I love running two models locally: qwen3.6 27B 8bit (dense) and qwen3.6 35B 4bit (MoE).
The 27B is the smarter, more reliable one - but it is slower. The 35B is faster, still very smart but below 27B, a bit less reliable. The reason is the MoE - Mixture of Experts architecture, which only activates a subset of parameters, making the model much much faster.
I run the 27B on a MacBook Pro M5 Max + 40 GPU cores + 128GB RAM (well, on this beast I can have 27B + 35B in memory at the same time with headroom for all the other stuff). But because this is a laptop, it is not possible to run local LLMs all the time - it just gets too hot and too loud.
What excites me more: I run the 35B model on a MacMini M4 with 64GB RAM. It is fast, it gets a lot of work done (e.g. it scans, extracts and classifies my emails, it watches the mailbox all the time and does work).
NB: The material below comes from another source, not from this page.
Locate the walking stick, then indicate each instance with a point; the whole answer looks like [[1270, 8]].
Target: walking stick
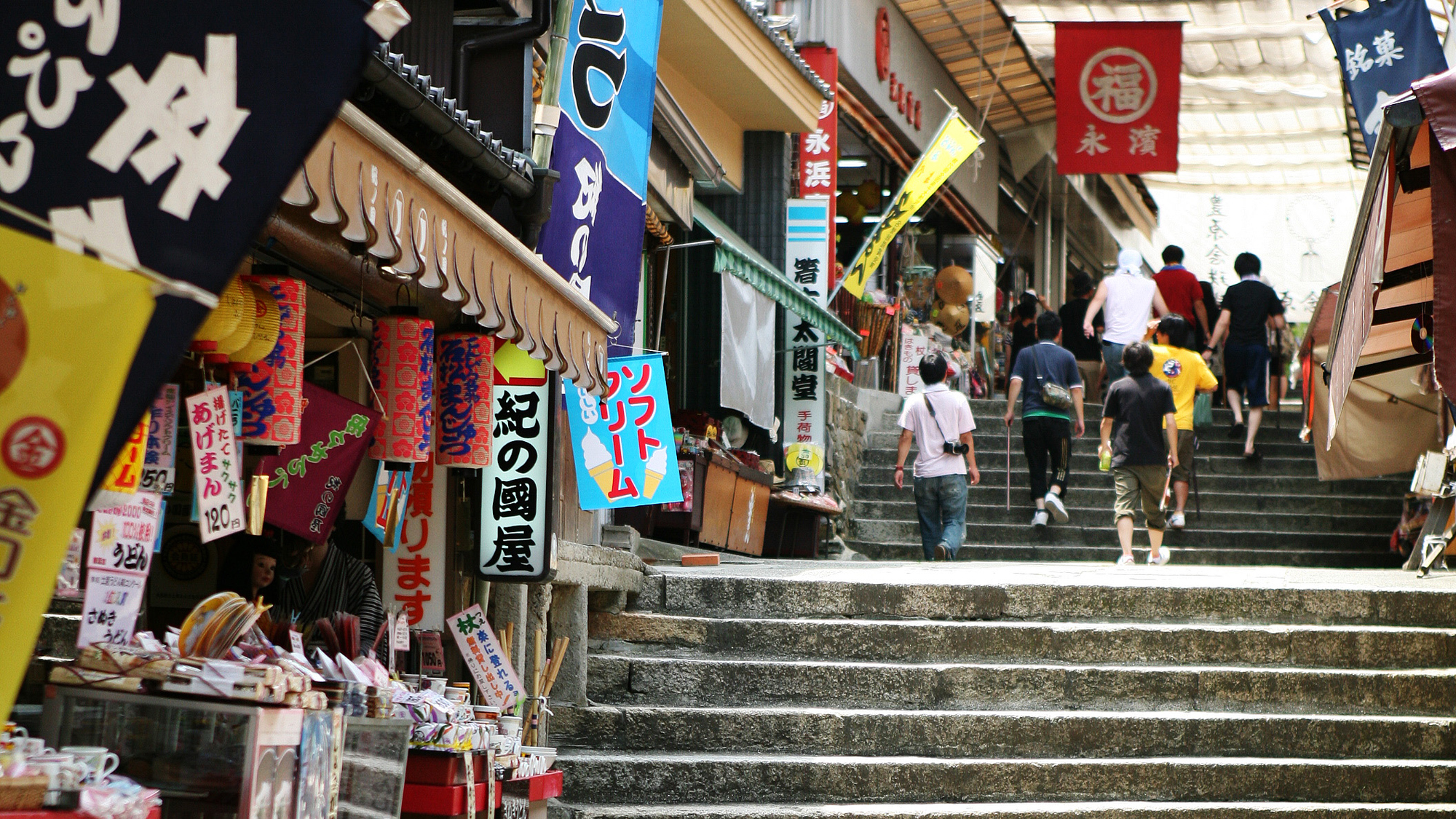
[[1193, 468], [1008, 467]]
I also use it as my private Hermes assistant ("when is the next Starship launch?", "who is playing today at the World Cup? Give me some trivia").
Next step I am planning is a RTX Pro 6000 Blackwell workstation I can put in my basement. I want to run qwen really fast, with multiple threads / prompts / agents at once. And MAYBE if the budget allows, a 2x RTX Pro 6000 setup in order to run DeepSeek v4 flash on it (to run research on it).
I'd love an RTX 6000 Pro, but how can you justify it when it costs 10 years worth of Claude Max?
Did you get a Brave search API key or something for that “Hermes”?